LIST OF RECOMMENDATIONS

To the judiciary:

1. In all age dispute cases, whether heard in the Immigration and Asylum Chamber of the Upper Tribunal or by the Administrative Court, there should be a procedural presumption that the age disputed person is treated as a child throughout the appeal, including any preliminary or interim stages.

2. Procedural adjustments should always be made to ensure that the Court setting and the conduct of proceedings are child-sensitive, in accordance with existing guidance and best practice, for example as contained in Joint Presidential Guidance Note No 2 of 2010: Child, vulnerable adult and sensitive appellant guidance.

3. In the listing of hearings, the “no delay” principle in children’s hearings should be applied to age dispute proceedings at all stages.

The President of the Upper Tribunal should consider providing a separate Guidance Note for Tribunal judges, specifically for the conduct of age dispute hearings. It would be helpful to include in such guidance:

  • Advice on the differences between the immigration and asylum appeals functions of the Upper Tribunal and its new age determination function
  • Advice that there is no burden of proof in age dispute cases as per CJ v Cardiff along with guidance on the application of the correct standardof proof as per Rawofi (age assessment – standard of proof) [2012] UKUT 00197(IAC))
  • Advice on achieving best evidence from child witnesses and in particular the examination and cross-examination of age disputed witnesses and the possibility of obtaining their evidence other than by examination at court
  • The consideration of expert evidence and the examination of expert witnesses
  • The role of the litigation friend/responsible adult.

4. Training on age dispute cases, including the conduct of child-sensitive proceedings, assessment of the age disputed person’s evidence and an understanding of the range of expert evidence used, its techniques, accepted scientific value, should be provided to all methods and judicial office holders before they hear age dispute cases, whether in the Upper Tribunal or in the Administrative Court.
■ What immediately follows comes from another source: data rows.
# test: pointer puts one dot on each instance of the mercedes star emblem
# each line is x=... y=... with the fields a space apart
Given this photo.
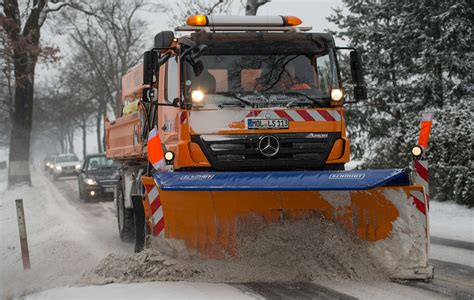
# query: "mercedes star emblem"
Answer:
x=269 y=145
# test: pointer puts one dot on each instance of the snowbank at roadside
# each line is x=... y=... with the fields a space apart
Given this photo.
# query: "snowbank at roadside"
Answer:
x=62 y=242
x=147 y=290
x=451 y=221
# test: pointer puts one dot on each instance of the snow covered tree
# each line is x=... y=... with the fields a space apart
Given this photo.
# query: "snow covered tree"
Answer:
x=418 y=57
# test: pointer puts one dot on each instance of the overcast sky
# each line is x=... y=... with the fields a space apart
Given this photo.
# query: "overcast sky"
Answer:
x=312 y=12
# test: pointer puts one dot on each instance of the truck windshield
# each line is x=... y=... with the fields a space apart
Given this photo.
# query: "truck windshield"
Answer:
x=262 y=80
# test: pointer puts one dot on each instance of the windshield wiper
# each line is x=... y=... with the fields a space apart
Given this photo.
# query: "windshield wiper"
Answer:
x=294 y=93
x=234 y=96
x=238 y=104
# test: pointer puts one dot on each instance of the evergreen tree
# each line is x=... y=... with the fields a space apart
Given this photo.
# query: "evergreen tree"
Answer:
x=418 y=57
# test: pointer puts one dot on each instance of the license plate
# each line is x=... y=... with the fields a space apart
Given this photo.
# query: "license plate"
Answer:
x=258 y=123
x=109 y=190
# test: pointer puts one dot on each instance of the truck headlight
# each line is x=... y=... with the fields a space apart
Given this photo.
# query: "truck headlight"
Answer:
x=169 y=156
x=90 y=181
x=336 y=95
x=197 y=97
x=417 y=151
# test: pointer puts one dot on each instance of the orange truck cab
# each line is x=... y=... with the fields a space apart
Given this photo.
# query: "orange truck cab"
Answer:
x=236 y=94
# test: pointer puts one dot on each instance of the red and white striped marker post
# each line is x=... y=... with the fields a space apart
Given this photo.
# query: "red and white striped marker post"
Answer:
x=420 y=164
x=25 y=254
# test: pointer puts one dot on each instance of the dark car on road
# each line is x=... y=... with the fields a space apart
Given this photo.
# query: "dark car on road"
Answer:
x=98 y=177
x=48 y=161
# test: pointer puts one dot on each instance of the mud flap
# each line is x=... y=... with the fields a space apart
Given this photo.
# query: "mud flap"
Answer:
x=140 y=231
Such training might be developed with the Judicial College as part of the continuing professional development of judges. The Children’s Commissioner is willing to offer her assistance to develop such training.

To local authorities

5. Assessments should be conducted in line with the Framework for Assessment of Children in Need and their Families. This includes adhering to statutory timeframes to respond to referrals and conduct assessments, as well as good practice in inter agency collaborative working. Reference is made to the need to conduct assessments of children seeking asylum and separated from family members with particular care and attention in section 3.58 of the guidance.

6. Social workers should be adequately trained for the difficult task of conducting age assessments. Training should:

  • include guidance on how to interpret and adhere to emerging case law
  • enable social workers to fully appreciate the impact that a young person’s experience and background will have on the way s/he presents during the assessment process.
  • discuss how to analyse and give weight to the information gathered in the assessment process.
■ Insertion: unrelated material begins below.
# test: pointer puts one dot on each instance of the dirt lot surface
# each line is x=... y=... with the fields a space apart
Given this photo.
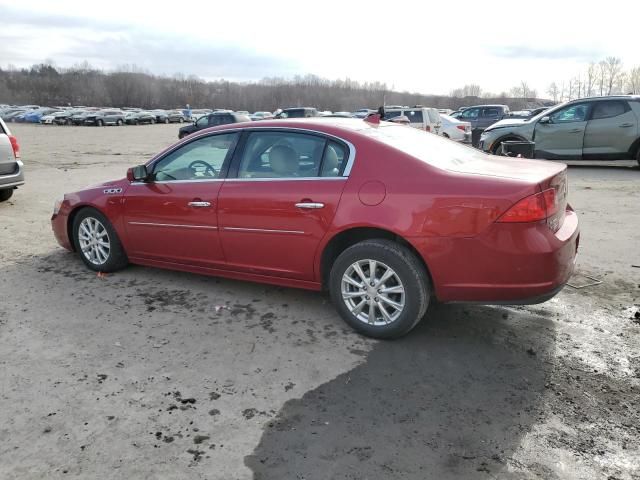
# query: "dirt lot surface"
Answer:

7. Local authorities should ensure that the young person being assessed fully understands the process and what avenues are available to them to challenge the findings of the Local Authority assessment.
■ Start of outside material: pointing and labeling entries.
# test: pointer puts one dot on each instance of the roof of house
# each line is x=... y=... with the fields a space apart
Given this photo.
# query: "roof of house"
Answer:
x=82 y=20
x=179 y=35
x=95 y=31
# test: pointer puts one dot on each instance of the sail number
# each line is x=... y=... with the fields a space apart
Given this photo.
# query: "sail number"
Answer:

8. All placements provided for young people who are still in the assessment process, or awaiting the decision on their assessment must be appropriate and in accordance with the statutory guidance laid out in DCSF-15005-2010.

To UKBA and local authorities

9. The UKBA and local authorities should work together on a joint protocol to ensure that disagreements about the age of a young person are resolved and no asylum seeker, child or adult, is left with no support as a result of the two agencies being unable to agree on the age of a young person.